Court records show the city has tried to take the lawsuit out of the hands of a judge. Instead, have it decided by a panel of three people all picked by the Department of Public Utilities and city council members.
“I think it’s a complete sham. I really do,” Yoby said.
“I’ve never seen anything like this,” Attorney Tom Merriman said.
He wonders how anyone can expect justice from a panel hand-picked by the city.
“This is not something a legitimate public utility or any legitimate business does to its customers,” Merriman added,
Attorneys for the city argued Friday, during a hearing in Cuyahoga County Common Pleas Court, that back in the spring, Cleveland City Council adopted a new ordinance that states disputes against CPP will be heard by the arbitration board.
Video from a council hearing shows a city official telling councilmembers, “It has to be fluid and unbiased.”
Friday, City Law Director Mark Griffin told the I-Team, “The city has created a new, more efficient way of handling disputes.”
But, we followed up by asking how the city can simply take something out of the hands of the court, then pick people to decide it.
“I’m not going to talk about the litigation, just the legislation. Under the legislation, they’re required to all be neutral,” Griffin said.
Attorney Merriman, though, said, “Well, that’s not justice. That’s not America. That’s not how it’s supposed to work. I don’t think the court’s going to tolerate it.”

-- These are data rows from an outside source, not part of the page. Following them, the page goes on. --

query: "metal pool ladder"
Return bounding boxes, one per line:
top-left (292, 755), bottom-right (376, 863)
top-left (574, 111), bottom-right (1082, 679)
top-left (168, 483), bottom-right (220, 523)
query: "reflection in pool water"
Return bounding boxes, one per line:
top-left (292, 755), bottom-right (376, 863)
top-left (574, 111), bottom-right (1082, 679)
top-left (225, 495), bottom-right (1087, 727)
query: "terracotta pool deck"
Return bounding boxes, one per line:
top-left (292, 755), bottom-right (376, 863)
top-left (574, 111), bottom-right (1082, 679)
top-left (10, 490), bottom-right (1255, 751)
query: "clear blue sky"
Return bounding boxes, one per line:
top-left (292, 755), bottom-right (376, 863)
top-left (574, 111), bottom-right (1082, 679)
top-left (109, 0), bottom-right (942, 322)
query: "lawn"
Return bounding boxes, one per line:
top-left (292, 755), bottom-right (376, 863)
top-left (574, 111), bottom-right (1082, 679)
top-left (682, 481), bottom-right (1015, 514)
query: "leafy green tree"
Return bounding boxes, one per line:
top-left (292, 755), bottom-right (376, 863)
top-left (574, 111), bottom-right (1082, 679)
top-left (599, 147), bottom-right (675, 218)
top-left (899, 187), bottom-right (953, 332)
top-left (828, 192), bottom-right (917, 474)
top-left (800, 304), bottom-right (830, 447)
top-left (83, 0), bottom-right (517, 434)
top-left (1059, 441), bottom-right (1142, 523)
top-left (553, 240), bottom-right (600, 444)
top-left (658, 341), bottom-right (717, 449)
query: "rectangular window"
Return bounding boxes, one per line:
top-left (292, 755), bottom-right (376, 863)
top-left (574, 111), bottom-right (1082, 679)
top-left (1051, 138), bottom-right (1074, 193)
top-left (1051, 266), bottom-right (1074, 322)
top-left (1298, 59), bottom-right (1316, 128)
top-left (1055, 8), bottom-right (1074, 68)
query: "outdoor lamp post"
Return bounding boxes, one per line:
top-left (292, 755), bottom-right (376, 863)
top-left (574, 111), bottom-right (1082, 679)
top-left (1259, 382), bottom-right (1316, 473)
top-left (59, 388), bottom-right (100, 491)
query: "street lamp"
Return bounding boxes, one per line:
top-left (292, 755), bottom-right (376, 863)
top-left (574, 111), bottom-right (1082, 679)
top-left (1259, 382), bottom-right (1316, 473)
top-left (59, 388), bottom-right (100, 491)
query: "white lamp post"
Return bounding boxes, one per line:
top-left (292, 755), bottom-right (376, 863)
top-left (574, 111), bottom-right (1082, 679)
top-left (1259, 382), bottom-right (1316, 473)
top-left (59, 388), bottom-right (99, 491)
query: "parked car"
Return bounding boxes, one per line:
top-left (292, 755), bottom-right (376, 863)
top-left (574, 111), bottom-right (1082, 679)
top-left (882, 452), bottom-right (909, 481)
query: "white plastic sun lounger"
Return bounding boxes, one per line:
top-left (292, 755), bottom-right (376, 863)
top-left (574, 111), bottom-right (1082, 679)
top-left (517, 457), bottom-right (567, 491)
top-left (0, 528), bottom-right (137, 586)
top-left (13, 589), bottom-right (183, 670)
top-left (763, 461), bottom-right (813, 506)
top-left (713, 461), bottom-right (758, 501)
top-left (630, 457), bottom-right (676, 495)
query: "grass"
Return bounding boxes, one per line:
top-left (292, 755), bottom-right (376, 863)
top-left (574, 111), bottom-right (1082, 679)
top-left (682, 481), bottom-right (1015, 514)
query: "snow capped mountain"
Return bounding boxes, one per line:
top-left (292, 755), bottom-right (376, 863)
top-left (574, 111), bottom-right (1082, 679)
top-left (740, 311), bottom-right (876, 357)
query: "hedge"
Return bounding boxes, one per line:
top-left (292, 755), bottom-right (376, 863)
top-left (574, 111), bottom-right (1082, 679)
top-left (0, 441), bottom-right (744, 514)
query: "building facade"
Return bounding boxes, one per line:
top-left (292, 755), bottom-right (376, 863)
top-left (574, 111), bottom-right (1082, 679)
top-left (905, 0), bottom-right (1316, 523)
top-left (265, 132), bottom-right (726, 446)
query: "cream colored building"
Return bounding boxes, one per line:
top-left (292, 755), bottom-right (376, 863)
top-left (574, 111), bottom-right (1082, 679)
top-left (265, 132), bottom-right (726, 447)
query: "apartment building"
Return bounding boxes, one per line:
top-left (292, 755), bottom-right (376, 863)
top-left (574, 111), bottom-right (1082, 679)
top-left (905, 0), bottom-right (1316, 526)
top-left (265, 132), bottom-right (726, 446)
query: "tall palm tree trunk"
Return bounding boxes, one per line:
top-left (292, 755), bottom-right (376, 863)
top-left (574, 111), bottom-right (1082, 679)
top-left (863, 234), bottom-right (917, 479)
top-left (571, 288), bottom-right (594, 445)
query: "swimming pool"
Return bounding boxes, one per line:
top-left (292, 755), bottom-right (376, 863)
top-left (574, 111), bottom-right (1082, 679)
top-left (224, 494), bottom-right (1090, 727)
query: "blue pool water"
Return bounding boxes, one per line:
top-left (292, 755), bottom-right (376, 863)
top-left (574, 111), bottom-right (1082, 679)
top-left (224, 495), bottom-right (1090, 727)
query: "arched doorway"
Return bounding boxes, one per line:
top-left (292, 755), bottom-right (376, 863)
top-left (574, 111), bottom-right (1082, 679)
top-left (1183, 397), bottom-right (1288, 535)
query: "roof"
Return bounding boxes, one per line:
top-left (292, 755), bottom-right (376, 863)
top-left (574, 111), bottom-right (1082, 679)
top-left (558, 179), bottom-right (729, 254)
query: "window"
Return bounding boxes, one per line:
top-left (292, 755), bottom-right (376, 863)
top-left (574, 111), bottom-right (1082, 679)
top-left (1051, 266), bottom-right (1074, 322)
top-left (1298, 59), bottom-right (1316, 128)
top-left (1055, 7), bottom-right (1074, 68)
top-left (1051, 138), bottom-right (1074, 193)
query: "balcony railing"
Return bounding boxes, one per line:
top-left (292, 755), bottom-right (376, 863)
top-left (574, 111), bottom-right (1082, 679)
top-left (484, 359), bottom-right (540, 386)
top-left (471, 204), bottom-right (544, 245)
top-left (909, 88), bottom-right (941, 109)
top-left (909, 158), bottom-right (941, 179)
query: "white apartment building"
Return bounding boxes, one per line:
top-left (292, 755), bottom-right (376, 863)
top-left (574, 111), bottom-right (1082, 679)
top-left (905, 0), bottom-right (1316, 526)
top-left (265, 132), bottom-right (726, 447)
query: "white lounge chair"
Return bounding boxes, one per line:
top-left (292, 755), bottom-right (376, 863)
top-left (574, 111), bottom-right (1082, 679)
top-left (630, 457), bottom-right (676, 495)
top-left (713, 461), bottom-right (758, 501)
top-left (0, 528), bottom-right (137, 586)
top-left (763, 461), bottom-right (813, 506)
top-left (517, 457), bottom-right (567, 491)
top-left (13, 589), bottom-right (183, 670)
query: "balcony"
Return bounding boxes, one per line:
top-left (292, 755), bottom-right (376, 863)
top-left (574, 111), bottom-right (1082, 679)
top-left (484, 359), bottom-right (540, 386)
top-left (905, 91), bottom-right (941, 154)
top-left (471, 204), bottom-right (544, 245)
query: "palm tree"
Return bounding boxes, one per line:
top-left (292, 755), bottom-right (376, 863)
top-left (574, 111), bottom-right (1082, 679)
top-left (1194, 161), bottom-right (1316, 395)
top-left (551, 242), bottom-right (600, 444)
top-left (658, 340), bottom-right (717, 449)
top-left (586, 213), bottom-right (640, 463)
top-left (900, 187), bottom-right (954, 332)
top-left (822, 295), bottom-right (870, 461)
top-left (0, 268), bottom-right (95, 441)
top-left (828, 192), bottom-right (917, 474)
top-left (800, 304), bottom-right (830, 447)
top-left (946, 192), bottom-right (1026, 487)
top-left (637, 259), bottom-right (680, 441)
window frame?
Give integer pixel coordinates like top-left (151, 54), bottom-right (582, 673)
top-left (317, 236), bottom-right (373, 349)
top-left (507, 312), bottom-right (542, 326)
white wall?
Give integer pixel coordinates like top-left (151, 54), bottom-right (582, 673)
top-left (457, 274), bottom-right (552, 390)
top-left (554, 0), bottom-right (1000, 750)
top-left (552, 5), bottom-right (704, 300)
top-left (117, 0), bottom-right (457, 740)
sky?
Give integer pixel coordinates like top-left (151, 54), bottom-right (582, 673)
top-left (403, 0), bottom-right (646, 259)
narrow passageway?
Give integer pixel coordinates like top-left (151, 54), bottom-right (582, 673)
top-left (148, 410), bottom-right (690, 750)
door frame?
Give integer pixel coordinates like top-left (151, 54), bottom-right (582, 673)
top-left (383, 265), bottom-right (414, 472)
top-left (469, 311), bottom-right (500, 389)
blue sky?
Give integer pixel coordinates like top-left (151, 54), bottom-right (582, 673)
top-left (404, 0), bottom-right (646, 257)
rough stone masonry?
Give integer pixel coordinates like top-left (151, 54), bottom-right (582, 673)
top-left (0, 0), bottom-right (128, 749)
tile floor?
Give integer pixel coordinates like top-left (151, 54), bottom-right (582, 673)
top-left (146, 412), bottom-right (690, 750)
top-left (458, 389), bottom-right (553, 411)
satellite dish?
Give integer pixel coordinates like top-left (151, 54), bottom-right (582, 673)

You expect your power bill to charge you for what you used. Lawyers behind the class-action lawsuit say the city owes customers big money for quote “unauthorized” and “undisclosed” billing adjustments. In other words, hidden charges.
Merriman says buried in the energy adjustment charge is an environmental charge that is in violation of the Cleveland city ordinance.
The case is set for trial in October.
But, again, lawyers for the city and the customers argued over whether the case will be heard in a courtroom or in front the new three-person city panels.
It will be at least another week before a judge decides if the case will remain in her courtroom.
Yoby plans to keep fighting.
“We’ve done this for seven years now. I’ll do it another seven years if I have to,” he said.